Choose a tag to compare

Breaking changes

  • Constructing a survey_collection from member surveys with divergent @groups now errors surveycore_error_collection_group_divergent. Previously, a mixed-grouping collection would dispatch analysis functions per-survey and stitch a patchwork of grouped and ungrouped rows together with bind_rows() — violating the pseudo-data.frame mental model. All members must either share @groups or the caller must supply group = explicitly.
  • as_survey_collection()'s .on_missing argument has been replaced by .if_missing_var, and the previously silent no-op behaviour is fixed. .if_missing_var is now stored on the returned collection's @if_missing_var property and is honoured (rather than ignored) by every dispatched get_*(). Callers using the old name will see R's positional-argument-mismatch error.
  • The .on_missing named-only argument on every collection-dispatching get_*() (get_means(), get_totals(), get_freqs(), get_ratios(), get_diffs(), get_corr(), get_variance(), get_quantiles(), get_covariance(), get_t_test(), get_pairwise()) has been renamed to .if_missing_var. The default flips from "error" to NULL; NULL resolves to the collection's stored @if_missing_var property, while a non-NULL value overrides it for that call. The .id argument similarly defaults to NULL and resolves to the collection's stored @id. Callers passing .on_missing = ... will silently have the value flow into ... (no behaviour change at the analysis layer); update to .if_missing_var = ... to restore intent.

New features

survey_collection per-call dispatch defaults

  • survey_collection gains two new properties:
    • @id (character(1), default ".survey") — column name .dispatch_over_collection() uses when an analysis function is dispatched across the collection without an explicit per-call .id. Validated via the new shared helper; the existing surveycore_error_collection_invalid_id class fires on bad input.
    • @if_missing_var (character(1), default "error", must be one of c("error", "skip")) — controls how dispatched get_*() calls behave when a member survey is missing a requested variable. Validated via the new helper; raises the new surveycore_error_collection_invalid_if_missing_var error class on bad input.
  • New exported setters set_collection_id(x, id) and set_collection_if_missing_var(x, if_missing_var) mutate the corresponding property and return the collection invisibly. Both validate via the same shared helpers; both raise surveycore_error_not_survey_collection on non-collection input.
  • add_survey() and remove_survey() now propagate the source collection's @id and @if_missing_var onto the returned collection.
  • print(survey_collection) renders id: and if_missing_var: lines on every print, regardless of whether they hold the default values.
  • .dispatch_over_collection() resolves both .id and .if_missing_var via two-tier precedence: a non-NULL value at the analysis-function call site beats the value stored on the collection's property. The surveycore_error_collection_id_collision hint additionally surfaces set_collection_id() as a fix path when the collision was triggered by the stored @id.

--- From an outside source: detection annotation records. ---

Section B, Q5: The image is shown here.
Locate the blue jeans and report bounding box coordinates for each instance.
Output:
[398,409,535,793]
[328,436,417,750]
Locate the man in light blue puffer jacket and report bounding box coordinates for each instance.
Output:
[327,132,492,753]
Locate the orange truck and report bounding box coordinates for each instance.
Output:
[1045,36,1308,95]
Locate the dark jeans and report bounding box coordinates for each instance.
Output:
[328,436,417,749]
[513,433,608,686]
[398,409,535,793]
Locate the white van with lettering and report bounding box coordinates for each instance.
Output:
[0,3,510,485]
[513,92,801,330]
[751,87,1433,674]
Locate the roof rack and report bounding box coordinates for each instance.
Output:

Uniform grouping on survey_collection

  • survey_collection gains a @groups property (character(0) by default). Every member survey's @groups is asserted identical() to the collection's value by the class validator — a uniform-grouping invariant that guarantees dispatched get_*() results share a single grouping structure.
  • as_survey_collection() gains a group = argument that accepts tidy-select column names (bare, c(), all_of()). Missing or empty-resolved group = (including NULL, character(0), c(), all_of(character(0))) adopts the members' uniform @groups or errors on divergence; a supplied non-empty group = overrides any pre-existing member @groups and emits a typed surveycore_warning_collection_group_overridden per divergent member.
  • add_survey() and remove_survey() now preserve coll@groups across mutation: a grouped collection propagates its @groups onto any empty-grouped new member and errors on divergent-grouped members (surveycore_error_collection_group_conflict); removal keeps the collection-level grouping.

Polychoric and polyserial correlation via get_corr(method = ...)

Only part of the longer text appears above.